Cuestionarnos a nosotros mismos
¿No es bastante sospechoso que aquello en lo que creemos sea, precisamente, lo que nos gustaría que fuera cierto? Es curioso que prácticamente todas las religiones del mundo incluyen, de una manera u otra, la idea de vida después de la muerte. Es una constante. ¡Ni siquiera Dios es una constante! Hay corrientes religiosas donde no existe ningún dios personal. Lo que nunca falta es la idea de sobrevivir a la muerte. Si la arbitrariedad guiara la creación de las ideas religiosas, ¿no se esperaría una mayor diversidad? ¿Será verdad, como dicen los críticos, que la religión se basa en nuestro terror a desaparecer, que todo es una construcción, un mito gigantesco que ha evolucionado a lo largo de los siglos para consolarnos de tan aterrador destino?
¿Por qué no hay religiones que pregonen la existencia de Dios pero no la vida más allá de la tumba? ¿Por qué estamos «condenados a la felicidad», como dicen algunos, y no al sufrimiento? ¿Por qué Dios nunca es malo o neutral? Para el creyente la respuesta es obvia: porque no es así, porque dios es bueno y sobrevivimos más allá de la tumba.
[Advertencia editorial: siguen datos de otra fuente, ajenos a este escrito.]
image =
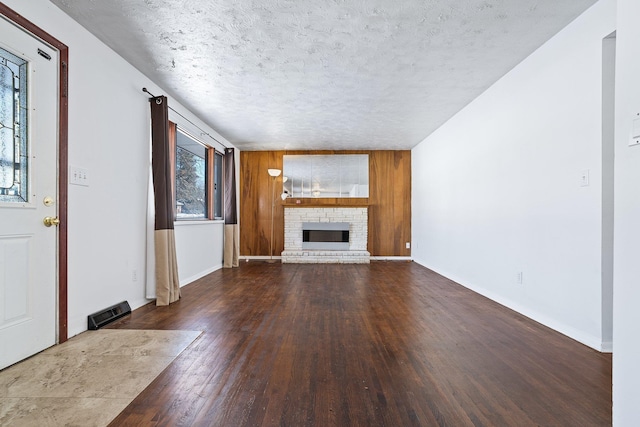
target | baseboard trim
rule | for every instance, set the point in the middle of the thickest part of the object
(570, 332)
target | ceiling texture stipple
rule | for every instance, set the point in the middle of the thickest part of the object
(308, 74)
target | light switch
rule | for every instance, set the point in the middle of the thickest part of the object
(584, 178)
(635, 132)
(78, 176)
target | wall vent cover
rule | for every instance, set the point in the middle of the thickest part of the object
(103, 317)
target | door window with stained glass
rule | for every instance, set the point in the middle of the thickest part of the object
(14, 158)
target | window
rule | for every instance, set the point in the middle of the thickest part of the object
(14, 157)
(217, 186)
(191, 178)
(198, 171)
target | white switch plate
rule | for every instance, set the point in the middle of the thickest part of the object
(635, 132)
(584, 178)
(78, 176)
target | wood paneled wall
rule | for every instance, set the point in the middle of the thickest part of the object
(389, 201)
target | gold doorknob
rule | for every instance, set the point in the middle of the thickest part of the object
(49, 221)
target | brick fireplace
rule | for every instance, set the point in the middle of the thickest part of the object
(356, 217)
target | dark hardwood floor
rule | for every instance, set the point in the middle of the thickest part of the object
(386, 344)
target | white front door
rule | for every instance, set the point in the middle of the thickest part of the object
(28, 194)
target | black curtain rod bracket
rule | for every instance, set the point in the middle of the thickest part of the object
(145, 90)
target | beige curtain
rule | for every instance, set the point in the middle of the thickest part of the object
(167, 282)
(231, 229)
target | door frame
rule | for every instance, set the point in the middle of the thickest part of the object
(63, 158)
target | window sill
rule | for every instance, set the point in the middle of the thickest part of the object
(185, 222)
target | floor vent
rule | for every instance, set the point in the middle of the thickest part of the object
(108, 315)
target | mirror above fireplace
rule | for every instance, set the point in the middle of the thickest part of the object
(326, 175)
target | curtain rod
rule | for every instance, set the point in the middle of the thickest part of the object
(144, 89)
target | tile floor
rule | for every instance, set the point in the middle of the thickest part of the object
(88, 380)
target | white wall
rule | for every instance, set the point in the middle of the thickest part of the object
(497, 189)
(197, 256)
(626, 357)
(109, 136)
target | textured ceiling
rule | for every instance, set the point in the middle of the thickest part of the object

No entiende lo que significa cuestionarse a sí mismo.
«¿Creo lo que creo por una buena razón, o solo porque me gustaría que fuera cierto?» Me lo preguntaba una y otra vez. Pero no es fácil contestar esa pregunta cuando pone en tela de juicio el significado mismo de tu existencia. «Sin Dios todo es vano. ¡Vamos!, ¡ni siquiera tiene sentido!», me decía. Pero sí lo tiene, solo nos aterra. Es el terror al vacío.
Pero tal vacío no existe. Es solo la indefensión que siente alguien cuando ha basado su vida en lo que puede ser una quimera… y él lo sabe.
Hola Javier.
El anterior comentario que hice, se refiere a uno de los tantos aspectos que muy racionalmente abordas en tú análisis. No obstante, dada la multiplicidad de aspectos que involucras o que necesariamente se deben involucrar en cualquier aspecto que analicemos de tus planteamientos, haré referencia a uno en particular.
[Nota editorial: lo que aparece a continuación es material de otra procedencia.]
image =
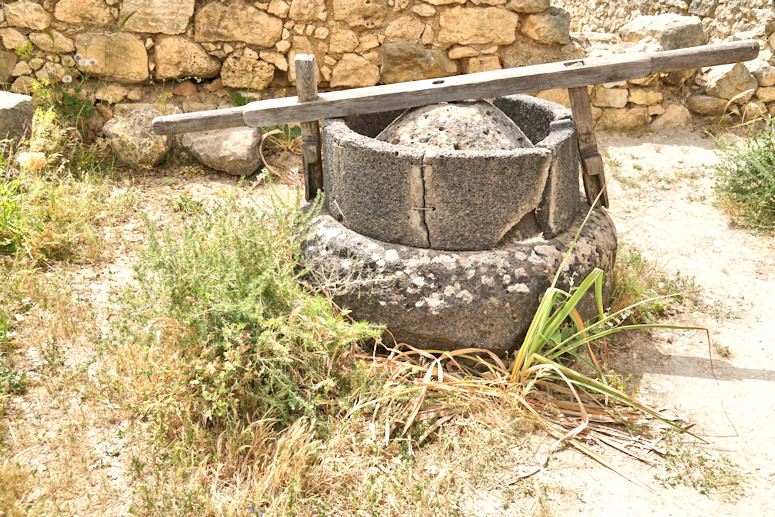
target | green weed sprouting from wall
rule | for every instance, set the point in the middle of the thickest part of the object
(745, 177)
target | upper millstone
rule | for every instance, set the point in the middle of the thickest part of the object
(468, 125)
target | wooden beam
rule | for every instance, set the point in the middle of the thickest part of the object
(571, 74)
(593, 171)
(311, 161)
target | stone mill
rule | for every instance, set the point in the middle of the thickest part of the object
(447, 223)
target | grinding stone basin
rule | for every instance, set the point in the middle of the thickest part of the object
(437, 299)
(451, 199)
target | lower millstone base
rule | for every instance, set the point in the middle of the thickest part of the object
(449, 300)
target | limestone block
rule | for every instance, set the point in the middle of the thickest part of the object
(763, 71)
(656, 109)
(403, 61)
(157, 16)
(477, 25)
(624, 118)
(462, 52)
(276, 58)
(180, 57)
(611, 97)
(550, 26)
(354, 71)
(243, 69)
(21, 68)
(730, 82)
(707, 105)
(672, 31)
(405, 27)
(26, 14)
(234, 150)
(278, 8)
(360, 13)
(112, 93)
(481, 64)
(528, 6)
(766, 94)
(120, 56)
(674, 116)
(12, 39)
(526, 51)
(90, 13)
(424, 10)
(237, 21)
(133, 141)
(23, 85)
(16, 113)
(308, 10)
(7, 64)
(53, 41)
(644, 97)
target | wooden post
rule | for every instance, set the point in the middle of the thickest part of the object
(591, 161)
(311, 160)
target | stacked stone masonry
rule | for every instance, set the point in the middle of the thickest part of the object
(197, 54)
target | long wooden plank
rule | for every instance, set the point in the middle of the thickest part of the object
(311, 161)
(480, 85)
(593, 171)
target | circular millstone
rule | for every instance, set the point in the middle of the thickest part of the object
(468, 125)
(449, 300)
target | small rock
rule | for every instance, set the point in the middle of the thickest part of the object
(185, 89)
(732, 82)
(674, 116)
(233, 150)
(460, 125)
(16, 113)
(133, 141)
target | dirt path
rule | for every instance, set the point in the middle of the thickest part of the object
(663, 204)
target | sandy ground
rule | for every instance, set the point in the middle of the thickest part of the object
(663, 204)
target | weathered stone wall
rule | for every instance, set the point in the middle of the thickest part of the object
(721, 18)
(250, 45)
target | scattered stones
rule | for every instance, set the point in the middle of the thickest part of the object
(234, 151)
(133, 141)
(180, 57)
(16, 113)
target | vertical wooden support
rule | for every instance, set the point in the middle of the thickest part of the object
(591, 161)
(311, 160)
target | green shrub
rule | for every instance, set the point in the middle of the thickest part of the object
(249, 341)
(745, 177)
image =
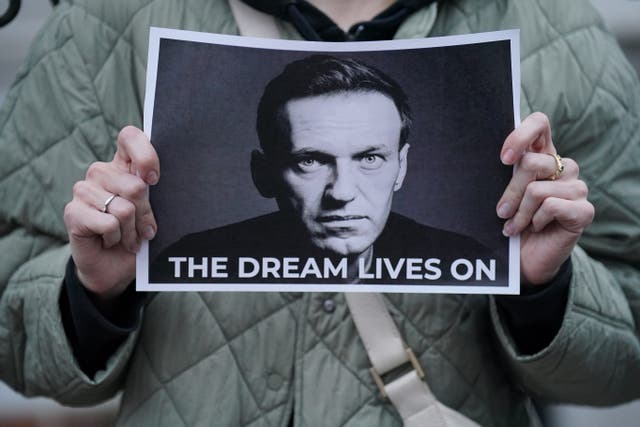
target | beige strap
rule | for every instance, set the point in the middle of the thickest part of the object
(409, 393)
(252, 22)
La generalidad de las religiones al contrario de predicar la felicidad postmorten, realmente lo que predican es la posibilidad del castigo si no te ajustas a una determinada manera de conducirte «moralmente». Naturalmente, según su moralidad. O en su defecto, predican el estatismo contemplativo en una especie de paraíso, inerte e improductivo, como muestra de premiación por tu conducta obediente y de sometimiento al dogma, según sea la religión que practiques. Lo que en definitiva, en mi criterio, no es más que otra forma de morir.
De allí, que comparto plenamente que la búsqueda de la verdad es condición vital y necesaria para alcanzar el máximo de tranquilidad y paz frente a las múltiples interrogantes que nos plantea el por qué y para qué vivimos.